Loser: Welfare Recipients
Arguably the most morally contentious line-item in the budget is the expected revenue to be raised from changes to the current welfare system. Random drug tests and penalty percentage cuts are planned, all clearly aimed — similar to the government's robo-debt recovery system — to make the lives of the country's most vulnerable considerably more difficult.
Loser: Big Banks, or the Customers of Big Banks
The big ticket revenue source in the budget was a bit of a no-brainer. Everyone hates banks, with all that cash and security and profit margins. And while passing on some of the heavy lifting to the finance sector (an 0.06% levy) has been widely given the thumbs up, many are concerned the big four (plus Mac Bank) will simply source that lost revenue from either customers or share holders. Either way: that's us, not them. While Sco-Mo has indicated that the ACCC will be instructed to keep an eye on such scraping, few belief that they'll be able to put in any effective controls.
Good news, two decades coming — Sydney will finally get their second airport, with the government allocating funds to take on the project themselves. Next up: high speed rail.
Loser: Other Countries
Australia's foreign age budget is set to be frozen for the next two years, expected to save roughly $300 million.

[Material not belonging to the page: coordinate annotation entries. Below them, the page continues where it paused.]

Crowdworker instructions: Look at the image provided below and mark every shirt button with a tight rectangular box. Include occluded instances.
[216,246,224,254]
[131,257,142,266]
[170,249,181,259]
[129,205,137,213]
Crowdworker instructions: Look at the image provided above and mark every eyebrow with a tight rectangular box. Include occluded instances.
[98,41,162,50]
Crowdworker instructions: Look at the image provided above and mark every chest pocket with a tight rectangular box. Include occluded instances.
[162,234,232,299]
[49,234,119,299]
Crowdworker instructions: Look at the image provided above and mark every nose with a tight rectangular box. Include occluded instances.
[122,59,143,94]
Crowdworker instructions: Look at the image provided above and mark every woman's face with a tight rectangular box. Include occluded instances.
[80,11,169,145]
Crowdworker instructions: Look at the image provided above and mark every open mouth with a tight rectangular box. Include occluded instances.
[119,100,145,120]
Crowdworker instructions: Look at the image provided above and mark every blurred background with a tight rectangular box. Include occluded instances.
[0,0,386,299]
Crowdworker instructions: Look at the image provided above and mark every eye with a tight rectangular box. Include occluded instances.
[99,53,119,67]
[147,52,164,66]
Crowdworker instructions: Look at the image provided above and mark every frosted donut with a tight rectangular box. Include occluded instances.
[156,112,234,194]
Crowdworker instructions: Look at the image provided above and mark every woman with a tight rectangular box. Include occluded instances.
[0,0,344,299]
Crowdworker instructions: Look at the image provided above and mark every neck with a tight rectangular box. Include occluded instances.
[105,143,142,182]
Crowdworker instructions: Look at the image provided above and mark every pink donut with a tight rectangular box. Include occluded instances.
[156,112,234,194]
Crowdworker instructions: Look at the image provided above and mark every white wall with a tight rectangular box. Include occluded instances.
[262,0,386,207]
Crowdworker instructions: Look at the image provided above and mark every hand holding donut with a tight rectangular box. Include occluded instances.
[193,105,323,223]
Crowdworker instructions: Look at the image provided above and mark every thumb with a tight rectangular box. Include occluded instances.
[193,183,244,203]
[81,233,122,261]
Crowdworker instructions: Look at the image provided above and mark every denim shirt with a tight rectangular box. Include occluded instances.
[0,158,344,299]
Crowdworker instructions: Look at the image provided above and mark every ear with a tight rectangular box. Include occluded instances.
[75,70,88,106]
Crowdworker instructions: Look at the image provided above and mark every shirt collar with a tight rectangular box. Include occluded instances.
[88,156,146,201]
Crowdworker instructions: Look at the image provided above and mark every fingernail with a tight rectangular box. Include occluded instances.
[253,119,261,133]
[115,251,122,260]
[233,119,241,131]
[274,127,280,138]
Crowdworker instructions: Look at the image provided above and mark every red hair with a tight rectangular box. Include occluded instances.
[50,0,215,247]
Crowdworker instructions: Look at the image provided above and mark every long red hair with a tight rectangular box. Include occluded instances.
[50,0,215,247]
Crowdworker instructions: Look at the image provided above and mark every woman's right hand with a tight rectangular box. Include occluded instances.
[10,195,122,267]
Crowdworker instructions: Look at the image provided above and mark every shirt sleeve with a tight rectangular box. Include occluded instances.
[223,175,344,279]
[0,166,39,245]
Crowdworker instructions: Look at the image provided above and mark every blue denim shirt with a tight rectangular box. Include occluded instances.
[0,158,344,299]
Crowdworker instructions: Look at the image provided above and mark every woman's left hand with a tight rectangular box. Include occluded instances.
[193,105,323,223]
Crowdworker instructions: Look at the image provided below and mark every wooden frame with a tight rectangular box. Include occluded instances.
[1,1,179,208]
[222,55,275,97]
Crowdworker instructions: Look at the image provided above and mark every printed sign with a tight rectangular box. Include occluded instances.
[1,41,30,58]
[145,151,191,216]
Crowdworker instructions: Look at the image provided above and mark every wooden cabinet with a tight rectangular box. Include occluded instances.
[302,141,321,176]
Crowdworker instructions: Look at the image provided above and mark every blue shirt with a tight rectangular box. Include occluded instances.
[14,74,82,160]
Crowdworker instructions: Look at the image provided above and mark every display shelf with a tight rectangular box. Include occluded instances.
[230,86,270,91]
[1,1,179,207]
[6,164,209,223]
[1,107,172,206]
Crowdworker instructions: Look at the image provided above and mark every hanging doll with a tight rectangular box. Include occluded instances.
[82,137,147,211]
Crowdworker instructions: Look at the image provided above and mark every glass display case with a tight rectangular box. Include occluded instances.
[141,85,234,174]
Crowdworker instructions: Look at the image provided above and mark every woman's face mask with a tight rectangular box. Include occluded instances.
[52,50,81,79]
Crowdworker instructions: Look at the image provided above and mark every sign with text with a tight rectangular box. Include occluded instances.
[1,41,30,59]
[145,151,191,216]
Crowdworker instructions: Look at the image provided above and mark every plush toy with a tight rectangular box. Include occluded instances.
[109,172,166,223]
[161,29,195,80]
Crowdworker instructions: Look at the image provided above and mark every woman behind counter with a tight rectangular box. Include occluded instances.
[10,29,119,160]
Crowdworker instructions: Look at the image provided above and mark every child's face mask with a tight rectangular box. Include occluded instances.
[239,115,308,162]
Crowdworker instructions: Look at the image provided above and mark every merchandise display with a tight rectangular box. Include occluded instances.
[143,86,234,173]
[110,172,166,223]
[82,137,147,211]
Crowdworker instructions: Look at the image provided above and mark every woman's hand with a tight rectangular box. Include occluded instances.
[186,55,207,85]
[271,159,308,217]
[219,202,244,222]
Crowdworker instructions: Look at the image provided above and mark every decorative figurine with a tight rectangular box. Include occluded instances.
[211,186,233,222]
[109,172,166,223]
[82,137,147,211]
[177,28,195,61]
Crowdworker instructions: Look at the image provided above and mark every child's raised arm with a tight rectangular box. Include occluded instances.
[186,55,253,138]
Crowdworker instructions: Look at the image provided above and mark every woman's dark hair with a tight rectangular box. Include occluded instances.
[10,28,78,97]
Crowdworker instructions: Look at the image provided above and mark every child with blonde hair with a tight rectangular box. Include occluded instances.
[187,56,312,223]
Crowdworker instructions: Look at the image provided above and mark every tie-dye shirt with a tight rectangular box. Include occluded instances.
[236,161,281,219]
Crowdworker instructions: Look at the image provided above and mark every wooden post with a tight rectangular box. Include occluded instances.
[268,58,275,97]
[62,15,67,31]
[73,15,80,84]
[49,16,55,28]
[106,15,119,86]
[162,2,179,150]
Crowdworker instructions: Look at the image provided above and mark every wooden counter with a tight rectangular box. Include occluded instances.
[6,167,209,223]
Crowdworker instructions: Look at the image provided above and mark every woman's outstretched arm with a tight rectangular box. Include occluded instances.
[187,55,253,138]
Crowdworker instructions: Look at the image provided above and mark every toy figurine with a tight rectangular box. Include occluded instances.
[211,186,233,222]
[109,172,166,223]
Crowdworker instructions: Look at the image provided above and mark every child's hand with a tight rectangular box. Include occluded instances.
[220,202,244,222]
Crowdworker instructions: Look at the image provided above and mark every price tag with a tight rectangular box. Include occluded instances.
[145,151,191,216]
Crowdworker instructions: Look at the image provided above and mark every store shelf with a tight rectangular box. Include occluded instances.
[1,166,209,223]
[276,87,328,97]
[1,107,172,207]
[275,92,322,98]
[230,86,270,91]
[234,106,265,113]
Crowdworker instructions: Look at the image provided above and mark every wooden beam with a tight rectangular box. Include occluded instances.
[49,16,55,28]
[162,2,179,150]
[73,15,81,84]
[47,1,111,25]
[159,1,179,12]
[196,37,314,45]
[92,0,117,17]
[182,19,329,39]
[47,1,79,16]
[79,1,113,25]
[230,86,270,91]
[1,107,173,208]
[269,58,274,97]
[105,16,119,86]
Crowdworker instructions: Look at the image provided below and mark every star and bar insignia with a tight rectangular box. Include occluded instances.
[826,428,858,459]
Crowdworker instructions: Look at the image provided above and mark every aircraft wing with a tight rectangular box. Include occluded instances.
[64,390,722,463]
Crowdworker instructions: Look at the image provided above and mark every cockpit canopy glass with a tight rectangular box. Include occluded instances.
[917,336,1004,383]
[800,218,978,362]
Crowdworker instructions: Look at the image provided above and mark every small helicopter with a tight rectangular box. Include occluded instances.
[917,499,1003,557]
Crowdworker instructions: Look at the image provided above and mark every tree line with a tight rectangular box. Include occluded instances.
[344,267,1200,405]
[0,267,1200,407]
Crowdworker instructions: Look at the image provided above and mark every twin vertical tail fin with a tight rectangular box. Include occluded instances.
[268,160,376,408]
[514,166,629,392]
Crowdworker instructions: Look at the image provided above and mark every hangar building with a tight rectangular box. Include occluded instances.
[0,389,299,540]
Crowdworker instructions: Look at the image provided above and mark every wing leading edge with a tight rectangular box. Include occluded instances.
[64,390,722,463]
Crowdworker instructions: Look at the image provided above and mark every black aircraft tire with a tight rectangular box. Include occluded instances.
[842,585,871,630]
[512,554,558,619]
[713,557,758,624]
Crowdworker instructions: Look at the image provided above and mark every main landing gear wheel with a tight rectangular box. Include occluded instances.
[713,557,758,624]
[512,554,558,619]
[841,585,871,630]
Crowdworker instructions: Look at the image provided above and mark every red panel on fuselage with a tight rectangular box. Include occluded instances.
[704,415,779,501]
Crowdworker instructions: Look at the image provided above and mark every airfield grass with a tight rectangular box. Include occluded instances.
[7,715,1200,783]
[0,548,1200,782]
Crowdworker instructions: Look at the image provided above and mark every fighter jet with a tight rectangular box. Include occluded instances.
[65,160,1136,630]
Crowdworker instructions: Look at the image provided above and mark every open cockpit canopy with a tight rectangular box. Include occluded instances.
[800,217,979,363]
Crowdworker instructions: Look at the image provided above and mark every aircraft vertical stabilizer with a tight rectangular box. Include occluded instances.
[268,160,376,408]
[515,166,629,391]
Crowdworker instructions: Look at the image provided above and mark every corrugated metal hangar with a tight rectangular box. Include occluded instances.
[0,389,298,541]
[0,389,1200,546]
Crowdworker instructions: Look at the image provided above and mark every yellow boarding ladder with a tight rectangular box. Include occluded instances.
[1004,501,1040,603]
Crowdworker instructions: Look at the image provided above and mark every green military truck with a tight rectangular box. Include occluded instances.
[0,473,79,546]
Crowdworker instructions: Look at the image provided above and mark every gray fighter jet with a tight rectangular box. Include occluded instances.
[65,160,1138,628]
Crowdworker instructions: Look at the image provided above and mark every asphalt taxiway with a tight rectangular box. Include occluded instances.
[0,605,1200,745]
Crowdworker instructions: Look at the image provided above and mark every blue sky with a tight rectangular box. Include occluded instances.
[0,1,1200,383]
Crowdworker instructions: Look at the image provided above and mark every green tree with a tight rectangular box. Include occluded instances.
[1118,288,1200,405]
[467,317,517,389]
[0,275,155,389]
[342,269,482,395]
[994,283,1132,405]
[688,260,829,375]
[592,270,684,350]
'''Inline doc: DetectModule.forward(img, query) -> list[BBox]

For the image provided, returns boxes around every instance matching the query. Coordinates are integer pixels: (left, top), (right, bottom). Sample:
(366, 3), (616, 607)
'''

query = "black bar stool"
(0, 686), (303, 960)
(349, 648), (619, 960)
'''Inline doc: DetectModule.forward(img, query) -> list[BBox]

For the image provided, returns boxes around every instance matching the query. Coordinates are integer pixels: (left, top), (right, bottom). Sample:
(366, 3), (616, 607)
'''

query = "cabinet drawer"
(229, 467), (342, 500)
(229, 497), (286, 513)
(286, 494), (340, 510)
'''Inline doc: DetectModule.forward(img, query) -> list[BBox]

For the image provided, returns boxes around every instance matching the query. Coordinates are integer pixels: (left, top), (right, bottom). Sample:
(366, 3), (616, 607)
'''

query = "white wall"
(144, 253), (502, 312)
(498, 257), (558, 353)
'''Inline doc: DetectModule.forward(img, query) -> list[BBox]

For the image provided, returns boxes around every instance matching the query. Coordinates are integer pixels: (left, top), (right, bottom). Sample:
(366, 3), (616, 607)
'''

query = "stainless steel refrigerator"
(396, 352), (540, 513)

Farmers will finally get the inland rail network they've been fighting for — an $8 billion project connecting Brisbane and Melbourne via central New South Wales.
Winner: Sick Folks
Lifting of the unpopular freeze on Medicare rebates should lower general out-of-pocket expenses for those visiting their local GP. Similarly, the price for many medications is set to drop, as well as a number of extra medicines have been added to the Pharmaceutical Benefits Scheme.
Sing-a-long to that broken record: "in just four years we'll be back in surplus." And while it's a familiar goal — backed by some questionable numbers, most notably with regards to wage growth — there's obviously some need for someone to get pinched in the process. In fairness, at least it'll be spread across the board, with almost all taxpayers set to pay a touch extra, mostly via the Medicare Levy, which is set to rise by 0.5%. While that specific measure is sold as a required pick-up for the shortfall in the National Disability Scheme, it's a contentious point, with Shorten continuing to say the scheme is already funded.